Fiitering the stream

Ok. To do it nicely in way of Python; below you see the main procedure where the MyStreamer class is instantiated (with all authentication tokens) and next only capture those tweets within a certain bounding box. Have a look at https://twython.readthedocs.org/en/latest/api.html#streaming-interface for more information on what and how to filter the incoming tweet stream

In [ ]:
##main procedure
def main():
    try:
        stream = MyStreamer(APP_KEY, APP_SECRET,OAUTH_TOKEN, OAUTH_TOKEN_SECRET)
        print 'Connecting to twitter: will take a minute'
    except ValueError:
        print 'OOPS! that hurts, something went wrong while making connection with Twitter: '+str(ValueError)
    #global target
    
    
    # Filter based on bounding box see twitter api documentation for more info
    try:
        stream.statuses.filter(locations='3.00,50.00,7.35,53.65')
    except ValueError:
        print 'OOPS! that hurts, something went wrong while getting the stream from Twitter: '+str(ValueError)


                
if __name__ == '__main__':
    main()

Ok just for granted. A basic function to write tweets to a file but probably you figured that out yourself.

In [ ]:
    
def write_tweet(t):
    target = open(output_file, 'a')
    target.write(t)
    target.write('\n')
    target.close()

Beyond the basics

If you are bored and need a challenge, it would be nice not to write to a dull text file but to a real PostGis database.
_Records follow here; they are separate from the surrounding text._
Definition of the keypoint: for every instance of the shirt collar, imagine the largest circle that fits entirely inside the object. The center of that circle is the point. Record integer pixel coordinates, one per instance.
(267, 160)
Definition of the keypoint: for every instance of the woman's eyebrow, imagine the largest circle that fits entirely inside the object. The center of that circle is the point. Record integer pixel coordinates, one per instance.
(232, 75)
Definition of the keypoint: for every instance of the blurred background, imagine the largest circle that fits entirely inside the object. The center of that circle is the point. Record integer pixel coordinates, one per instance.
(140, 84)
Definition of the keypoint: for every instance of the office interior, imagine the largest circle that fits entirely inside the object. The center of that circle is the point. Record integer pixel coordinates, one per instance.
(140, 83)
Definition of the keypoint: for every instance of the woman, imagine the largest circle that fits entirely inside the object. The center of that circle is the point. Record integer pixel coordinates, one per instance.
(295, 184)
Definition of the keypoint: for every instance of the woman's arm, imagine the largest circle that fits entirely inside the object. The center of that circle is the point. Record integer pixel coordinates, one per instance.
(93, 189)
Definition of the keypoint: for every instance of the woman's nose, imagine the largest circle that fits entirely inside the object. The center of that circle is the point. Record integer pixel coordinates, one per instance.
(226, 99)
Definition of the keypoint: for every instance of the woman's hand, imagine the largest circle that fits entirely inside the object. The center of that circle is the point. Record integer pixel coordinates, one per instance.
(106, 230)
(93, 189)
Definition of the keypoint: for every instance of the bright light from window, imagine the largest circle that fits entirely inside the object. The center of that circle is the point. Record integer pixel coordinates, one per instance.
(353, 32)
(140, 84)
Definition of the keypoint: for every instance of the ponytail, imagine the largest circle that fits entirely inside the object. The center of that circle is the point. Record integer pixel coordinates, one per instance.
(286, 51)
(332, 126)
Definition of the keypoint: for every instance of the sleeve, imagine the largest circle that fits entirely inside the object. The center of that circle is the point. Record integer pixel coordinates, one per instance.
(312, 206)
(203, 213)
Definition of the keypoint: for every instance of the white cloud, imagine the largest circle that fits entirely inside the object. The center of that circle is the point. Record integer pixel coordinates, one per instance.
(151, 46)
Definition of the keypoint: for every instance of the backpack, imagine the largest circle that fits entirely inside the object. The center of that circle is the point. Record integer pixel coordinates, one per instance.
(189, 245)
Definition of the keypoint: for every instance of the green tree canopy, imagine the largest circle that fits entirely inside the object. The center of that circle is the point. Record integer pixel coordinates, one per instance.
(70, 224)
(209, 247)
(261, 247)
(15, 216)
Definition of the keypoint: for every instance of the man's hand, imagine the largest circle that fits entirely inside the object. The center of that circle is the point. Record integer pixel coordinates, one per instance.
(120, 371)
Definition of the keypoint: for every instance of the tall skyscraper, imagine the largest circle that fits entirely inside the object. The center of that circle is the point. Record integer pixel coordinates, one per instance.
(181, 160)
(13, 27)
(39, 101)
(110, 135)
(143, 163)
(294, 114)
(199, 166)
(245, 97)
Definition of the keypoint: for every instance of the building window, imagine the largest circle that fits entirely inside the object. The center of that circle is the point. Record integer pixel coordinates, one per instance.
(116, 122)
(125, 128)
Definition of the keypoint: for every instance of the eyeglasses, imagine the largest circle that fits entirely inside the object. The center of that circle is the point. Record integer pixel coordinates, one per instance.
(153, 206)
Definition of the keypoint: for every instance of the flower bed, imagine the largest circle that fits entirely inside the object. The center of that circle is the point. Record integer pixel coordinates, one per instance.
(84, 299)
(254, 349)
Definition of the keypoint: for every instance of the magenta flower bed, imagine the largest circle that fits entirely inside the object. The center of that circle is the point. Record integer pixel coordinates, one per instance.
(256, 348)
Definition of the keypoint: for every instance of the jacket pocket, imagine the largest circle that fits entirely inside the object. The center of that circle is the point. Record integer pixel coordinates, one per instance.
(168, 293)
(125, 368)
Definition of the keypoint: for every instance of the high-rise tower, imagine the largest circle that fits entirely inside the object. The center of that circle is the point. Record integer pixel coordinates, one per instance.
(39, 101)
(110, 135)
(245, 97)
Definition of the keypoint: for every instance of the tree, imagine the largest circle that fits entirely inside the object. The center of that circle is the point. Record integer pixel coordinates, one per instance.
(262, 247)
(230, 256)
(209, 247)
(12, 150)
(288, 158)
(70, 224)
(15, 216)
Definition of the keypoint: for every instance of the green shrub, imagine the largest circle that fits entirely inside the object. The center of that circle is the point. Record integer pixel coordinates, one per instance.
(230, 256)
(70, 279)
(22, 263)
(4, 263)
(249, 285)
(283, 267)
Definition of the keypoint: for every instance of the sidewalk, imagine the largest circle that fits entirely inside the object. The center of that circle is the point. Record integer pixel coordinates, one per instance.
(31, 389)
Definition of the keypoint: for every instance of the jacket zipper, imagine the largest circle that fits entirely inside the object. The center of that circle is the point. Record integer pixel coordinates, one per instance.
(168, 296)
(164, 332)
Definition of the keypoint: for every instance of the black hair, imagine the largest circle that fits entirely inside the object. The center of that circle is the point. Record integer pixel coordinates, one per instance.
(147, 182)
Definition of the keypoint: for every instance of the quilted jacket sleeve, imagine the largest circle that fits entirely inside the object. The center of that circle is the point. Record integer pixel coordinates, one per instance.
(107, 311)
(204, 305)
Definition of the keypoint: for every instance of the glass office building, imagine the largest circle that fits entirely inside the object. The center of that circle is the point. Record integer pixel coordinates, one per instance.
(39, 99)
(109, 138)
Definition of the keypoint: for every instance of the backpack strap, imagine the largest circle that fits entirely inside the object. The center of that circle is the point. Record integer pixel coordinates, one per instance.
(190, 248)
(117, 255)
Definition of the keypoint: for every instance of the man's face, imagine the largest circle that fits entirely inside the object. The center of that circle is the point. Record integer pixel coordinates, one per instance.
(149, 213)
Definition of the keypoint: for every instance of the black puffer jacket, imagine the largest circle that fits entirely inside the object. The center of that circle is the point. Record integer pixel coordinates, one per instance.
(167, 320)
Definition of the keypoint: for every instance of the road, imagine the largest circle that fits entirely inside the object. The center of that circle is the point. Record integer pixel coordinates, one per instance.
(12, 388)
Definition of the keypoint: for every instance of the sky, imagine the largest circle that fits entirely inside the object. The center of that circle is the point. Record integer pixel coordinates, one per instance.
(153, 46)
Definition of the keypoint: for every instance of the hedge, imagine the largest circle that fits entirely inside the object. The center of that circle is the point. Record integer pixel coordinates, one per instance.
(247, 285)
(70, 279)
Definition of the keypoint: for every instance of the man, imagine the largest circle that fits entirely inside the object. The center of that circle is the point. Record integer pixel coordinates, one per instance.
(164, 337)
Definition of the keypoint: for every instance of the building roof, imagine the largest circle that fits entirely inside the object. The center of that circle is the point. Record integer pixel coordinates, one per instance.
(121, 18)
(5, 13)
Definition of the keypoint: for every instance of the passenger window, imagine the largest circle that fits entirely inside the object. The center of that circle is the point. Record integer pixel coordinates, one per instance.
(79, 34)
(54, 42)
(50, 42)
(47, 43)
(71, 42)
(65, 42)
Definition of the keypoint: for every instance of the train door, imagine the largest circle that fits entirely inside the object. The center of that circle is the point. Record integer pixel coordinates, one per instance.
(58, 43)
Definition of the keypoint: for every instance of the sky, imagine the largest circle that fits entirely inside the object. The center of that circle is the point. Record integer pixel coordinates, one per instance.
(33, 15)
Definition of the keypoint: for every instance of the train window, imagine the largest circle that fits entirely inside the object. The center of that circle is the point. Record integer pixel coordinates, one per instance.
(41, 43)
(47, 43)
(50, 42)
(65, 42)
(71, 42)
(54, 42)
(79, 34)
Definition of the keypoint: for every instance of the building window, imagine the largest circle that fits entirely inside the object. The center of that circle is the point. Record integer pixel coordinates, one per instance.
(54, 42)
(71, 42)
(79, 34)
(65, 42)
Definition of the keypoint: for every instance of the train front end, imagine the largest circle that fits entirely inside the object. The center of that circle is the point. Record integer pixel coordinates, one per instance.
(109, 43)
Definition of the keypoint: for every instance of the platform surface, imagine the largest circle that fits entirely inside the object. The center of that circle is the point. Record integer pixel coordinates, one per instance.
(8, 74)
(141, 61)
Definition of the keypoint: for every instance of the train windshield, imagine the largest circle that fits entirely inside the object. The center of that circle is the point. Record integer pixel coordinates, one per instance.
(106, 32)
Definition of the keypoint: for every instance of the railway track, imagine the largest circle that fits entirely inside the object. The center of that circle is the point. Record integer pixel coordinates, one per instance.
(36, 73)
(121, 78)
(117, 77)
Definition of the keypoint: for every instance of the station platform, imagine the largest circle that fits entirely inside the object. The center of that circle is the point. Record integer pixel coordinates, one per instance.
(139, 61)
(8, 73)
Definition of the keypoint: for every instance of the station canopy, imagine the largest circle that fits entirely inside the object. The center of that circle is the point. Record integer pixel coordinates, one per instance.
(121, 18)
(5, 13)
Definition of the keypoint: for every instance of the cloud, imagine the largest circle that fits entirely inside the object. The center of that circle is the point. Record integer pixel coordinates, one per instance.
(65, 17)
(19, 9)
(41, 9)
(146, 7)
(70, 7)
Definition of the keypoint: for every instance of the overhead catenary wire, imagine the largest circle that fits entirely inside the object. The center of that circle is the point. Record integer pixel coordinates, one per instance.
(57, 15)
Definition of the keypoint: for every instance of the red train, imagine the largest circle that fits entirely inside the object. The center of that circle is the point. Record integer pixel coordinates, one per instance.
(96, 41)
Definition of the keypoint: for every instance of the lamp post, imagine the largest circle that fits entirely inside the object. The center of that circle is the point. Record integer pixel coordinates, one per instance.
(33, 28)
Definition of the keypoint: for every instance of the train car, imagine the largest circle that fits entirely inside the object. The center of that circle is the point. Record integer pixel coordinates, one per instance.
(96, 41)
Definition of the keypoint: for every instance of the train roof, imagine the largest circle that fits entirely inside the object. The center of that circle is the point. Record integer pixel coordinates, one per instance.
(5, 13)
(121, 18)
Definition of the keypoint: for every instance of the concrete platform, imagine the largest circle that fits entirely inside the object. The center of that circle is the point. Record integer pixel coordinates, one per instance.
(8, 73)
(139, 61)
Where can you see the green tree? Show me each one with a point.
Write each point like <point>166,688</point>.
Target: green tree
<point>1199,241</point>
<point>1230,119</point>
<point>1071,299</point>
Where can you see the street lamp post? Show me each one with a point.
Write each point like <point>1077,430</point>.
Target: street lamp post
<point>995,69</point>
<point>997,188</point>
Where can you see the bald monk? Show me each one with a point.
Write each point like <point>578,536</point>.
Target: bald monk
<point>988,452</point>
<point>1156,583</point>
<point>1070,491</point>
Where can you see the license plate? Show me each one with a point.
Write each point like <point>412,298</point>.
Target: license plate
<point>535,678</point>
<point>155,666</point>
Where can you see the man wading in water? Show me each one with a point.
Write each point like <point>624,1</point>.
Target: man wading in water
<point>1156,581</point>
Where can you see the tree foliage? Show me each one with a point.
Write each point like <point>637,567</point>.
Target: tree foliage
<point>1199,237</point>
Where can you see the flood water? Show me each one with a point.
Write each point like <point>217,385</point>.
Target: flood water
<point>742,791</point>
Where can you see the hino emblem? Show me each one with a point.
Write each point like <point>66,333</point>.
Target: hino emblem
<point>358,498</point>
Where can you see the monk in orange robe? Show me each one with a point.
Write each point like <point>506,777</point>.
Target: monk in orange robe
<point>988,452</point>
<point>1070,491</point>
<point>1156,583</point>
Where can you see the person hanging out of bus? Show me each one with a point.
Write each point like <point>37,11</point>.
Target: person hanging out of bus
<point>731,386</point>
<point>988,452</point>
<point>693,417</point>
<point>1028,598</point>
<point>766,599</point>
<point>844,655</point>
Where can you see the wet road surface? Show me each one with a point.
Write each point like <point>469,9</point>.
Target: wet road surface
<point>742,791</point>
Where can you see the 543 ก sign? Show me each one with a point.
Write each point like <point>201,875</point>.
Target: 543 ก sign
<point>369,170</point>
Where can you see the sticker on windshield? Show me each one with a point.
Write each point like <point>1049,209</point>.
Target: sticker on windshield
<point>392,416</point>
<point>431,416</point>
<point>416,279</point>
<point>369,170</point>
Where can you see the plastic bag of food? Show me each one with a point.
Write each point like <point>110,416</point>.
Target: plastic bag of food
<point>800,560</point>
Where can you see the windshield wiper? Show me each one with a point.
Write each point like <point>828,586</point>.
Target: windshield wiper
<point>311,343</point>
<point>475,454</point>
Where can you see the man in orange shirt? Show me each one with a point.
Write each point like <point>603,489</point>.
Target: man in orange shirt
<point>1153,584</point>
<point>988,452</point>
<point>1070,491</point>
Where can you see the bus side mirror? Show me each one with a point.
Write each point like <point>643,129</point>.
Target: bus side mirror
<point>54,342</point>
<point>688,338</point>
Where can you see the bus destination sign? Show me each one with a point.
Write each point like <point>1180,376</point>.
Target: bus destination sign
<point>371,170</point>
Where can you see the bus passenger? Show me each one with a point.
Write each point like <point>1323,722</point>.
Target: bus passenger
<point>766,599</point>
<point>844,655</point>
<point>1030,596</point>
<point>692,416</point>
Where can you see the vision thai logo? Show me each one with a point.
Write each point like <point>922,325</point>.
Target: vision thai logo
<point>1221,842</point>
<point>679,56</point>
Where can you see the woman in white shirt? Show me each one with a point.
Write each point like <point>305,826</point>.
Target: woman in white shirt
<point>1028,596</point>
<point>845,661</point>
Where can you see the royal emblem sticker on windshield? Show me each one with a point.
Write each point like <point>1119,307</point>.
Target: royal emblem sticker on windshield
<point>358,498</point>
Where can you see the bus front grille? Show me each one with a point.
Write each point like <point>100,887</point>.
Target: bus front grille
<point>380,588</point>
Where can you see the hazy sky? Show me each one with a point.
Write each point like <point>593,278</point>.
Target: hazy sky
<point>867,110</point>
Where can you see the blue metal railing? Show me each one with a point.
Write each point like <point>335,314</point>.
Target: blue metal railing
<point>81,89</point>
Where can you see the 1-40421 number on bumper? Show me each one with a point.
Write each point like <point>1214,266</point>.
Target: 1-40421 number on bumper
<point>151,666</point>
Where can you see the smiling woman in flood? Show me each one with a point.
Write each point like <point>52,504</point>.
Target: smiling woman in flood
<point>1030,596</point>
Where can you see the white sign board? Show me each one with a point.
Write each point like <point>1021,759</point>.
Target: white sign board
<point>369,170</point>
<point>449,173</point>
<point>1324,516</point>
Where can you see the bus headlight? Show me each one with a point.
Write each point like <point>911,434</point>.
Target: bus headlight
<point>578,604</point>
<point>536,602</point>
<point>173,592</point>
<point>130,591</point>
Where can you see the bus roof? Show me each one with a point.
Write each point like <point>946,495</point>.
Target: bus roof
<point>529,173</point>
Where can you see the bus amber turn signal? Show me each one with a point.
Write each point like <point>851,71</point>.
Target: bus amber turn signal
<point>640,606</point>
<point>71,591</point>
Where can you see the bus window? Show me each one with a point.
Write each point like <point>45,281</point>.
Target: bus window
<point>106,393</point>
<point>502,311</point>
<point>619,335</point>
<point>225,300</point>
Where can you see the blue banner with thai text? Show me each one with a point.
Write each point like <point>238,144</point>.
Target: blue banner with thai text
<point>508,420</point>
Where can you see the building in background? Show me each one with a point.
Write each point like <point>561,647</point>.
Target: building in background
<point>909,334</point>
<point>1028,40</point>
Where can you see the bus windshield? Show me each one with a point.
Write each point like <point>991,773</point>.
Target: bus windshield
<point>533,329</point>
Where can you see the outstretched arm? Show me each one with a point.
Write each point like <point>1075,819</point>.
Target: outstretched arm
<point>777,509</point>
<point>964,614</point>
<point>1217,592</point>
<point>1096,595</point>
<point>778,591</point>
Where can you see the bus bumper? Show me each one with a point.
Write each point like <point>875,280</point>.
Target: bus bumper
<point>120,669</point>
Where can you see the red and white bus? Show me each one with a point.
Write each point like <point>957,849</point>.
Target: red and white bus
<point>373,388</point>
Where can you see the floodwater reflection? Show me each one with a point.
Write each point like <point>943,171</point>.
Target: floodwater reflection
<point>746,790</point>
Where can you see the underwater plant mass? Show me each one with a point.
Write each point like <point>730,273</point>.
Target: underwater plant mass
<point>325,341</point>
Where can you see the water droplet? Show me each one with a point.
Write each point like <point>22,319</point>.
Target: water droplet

It is installed in OSGEO life (see for a quick start with it: http://live.osgeo.org/en/quickstart/postgis_quickstart.html. The cool thing is that you directly can connect to Qgis and/or do spatial queries etc directly on the database

To be able to connect to a PostGIS database you need to import the psycopg2 library. Below you can see how to make a connection to the database (replace by your own database name etc.)

In [ ]:
try:
    conn = psycopg2.connect("dbname=GISDB user=postgres password=admin" )
    cur = conn.cursor()
except DBError:
    "oops error: "+str(DBError)

Once you have a connection and a cursor to the database you can execute all kind of SQL statements such as:

In [ ]:
##morgen even nakijken, nog niet goede format

cur.execute("""insert into whatevertable (tweet_id_field, tweet_text_field ...) 
            values ('"""+str(tweet_id)+"""','"""+ tweet_text"""','"""etc)""")
              

And don't forget to close the connection to the database when you don't need it anymore.